I have 2 related tables in my SQL Server Database : Transaction and TransactionHistory. It's a one-to-many relation. They are, basically, structured like this :
Transaction
TransactionID
Tries
(other fields)
TransactionHistory
TransactionHistoryID
TransactionID (a foreign key)
CreationDate
Status
ErrorType
(other fields)
In my EF Core object model, I have the corresponding classes :
public class Transaction
{
public int TransactionID { get; set; }
public int Tries {get; set; }
public ICollection<TransactionHistory> TransactionHistories{ get; set; }
/// Other fields
}
public class TransactionHistory
{
public int TransactionHistoryID { get; set; }
public int TransactionID { get; set; }
public DateTime CreationDate { get; set; }
public string Status{ get; set; }
public string ErrorType { get; set; }
public Transaction Transaction { get; set; }
/// Other fields
}
What I need is to fetch records from the Transaction table with theirs most recents TransactionHistory rows, and filter the transactions records according to values from this child row. For example, I have a LINQ query to fetch the transactions who are either in a "ready" state, or in a "error" state that can be tried again, which look like this :
var retriableErrorTypes = new List<string>(){"CONNECTION", "TECHNICAL"};
var MaxTries = 3;
DbContext.Transaction
.Include(t => t.TransactionHistories.OrderByDescending(h => h.CreationDate).Take(1))
.Where(t => t.TransactionHistories.OrderByDescending(h => h.CreationDate).First().Status == "READY"
|| (t.TransactionHistories.OrderByDescending(h => h.CreationDate).First().Status == "ERROR"
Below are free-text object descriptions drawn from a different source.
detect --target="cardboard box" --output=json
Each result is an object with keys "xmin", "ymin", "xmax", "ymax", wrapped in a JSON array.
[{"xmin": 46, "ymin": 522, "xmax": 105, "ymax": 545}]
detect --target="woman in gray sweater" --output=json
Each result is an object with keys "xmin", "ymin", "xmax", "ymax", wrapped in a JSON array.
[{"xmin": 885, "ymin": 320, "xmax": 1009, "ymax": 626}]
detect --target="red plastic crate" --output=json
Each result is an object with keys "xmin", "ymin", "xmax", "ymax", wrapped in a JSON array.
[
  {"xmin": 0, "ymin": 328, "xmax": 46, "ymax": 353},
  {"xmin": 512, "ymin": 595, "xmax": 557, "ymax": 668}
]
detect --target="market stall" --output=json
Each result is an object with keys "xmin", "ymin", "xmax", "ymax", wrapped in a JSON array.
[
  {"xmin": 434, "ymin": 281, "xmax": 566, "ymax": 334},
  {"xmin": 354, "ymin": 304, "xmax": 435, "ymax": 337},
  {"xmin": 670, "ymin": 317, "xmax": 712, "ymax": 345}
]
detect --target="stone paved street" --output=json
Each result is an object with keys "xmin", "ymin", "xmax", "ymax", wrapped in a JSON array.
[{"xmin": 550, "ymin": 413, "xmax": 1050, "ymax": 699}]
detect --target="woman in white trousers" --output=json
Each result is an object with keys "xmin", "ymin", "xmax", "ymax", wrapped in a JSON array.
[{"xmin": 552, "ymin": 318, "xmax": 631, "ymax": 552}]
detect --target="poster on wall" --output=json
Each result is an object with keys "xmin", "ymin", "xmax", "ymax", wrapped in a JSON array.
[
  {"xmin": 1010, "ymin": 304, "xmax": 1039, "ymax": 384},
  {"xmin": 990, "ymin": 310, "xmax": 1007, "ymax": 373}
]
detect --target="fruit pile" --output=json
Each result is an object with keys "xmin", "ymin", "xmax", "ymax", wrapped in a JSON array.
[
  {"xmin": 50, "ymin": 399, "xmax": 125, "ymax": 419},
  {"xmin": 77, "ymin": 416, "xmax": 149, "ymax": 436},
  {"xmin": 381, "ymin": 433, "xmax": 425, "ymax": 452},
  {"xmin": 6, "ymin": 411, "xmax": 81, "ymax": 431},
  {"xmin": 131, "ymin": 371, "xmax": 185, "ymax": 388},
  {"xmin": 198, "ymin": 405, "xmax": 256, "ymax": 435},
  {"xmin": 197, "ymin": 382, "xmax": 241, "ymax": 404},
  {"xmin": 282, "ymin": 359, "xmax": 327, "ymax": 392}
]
&& retriableErrorTypes.Contains(t.TransactionHistories.OrderByDescending(h => h.CreationDate).First().ErrorType)
&& t.Tries < MaxTries));
The results seems correct at first glance, although I have yet to fully test this. However, it's not great having to constantly repeat the subquery to get the most recent child row. In fact, this repetition end up in the generated SQL Query (according to LINQPad) :
SELECT [t].[TransactionID], [t].[Tries], [t2].[TransactionHistoryID], [t2].[CreationDate], [t2].[Status], [t2].[ErrorType], [t2].[TransactionID]
FROM [dbo].[Transaction] AS [t]
LEFT JOIN (
SELECT [t1].[TransactionHistoryID], [t1].[CreationDate], [t1].[Status], [t1].[ErrorType], [t1].[TransactionID]
FROM (
SELECT [t0].[TransactionHistoryID], [t0].[CreationDate], [t0].[Status], [t0].[ErrorType], [t0].[TransactionID], ROW_NUMBER() OVER(PARTITION BY [t0].[TransactionID] ORDER BY [t0].[CreationDate] DESC) AS [row]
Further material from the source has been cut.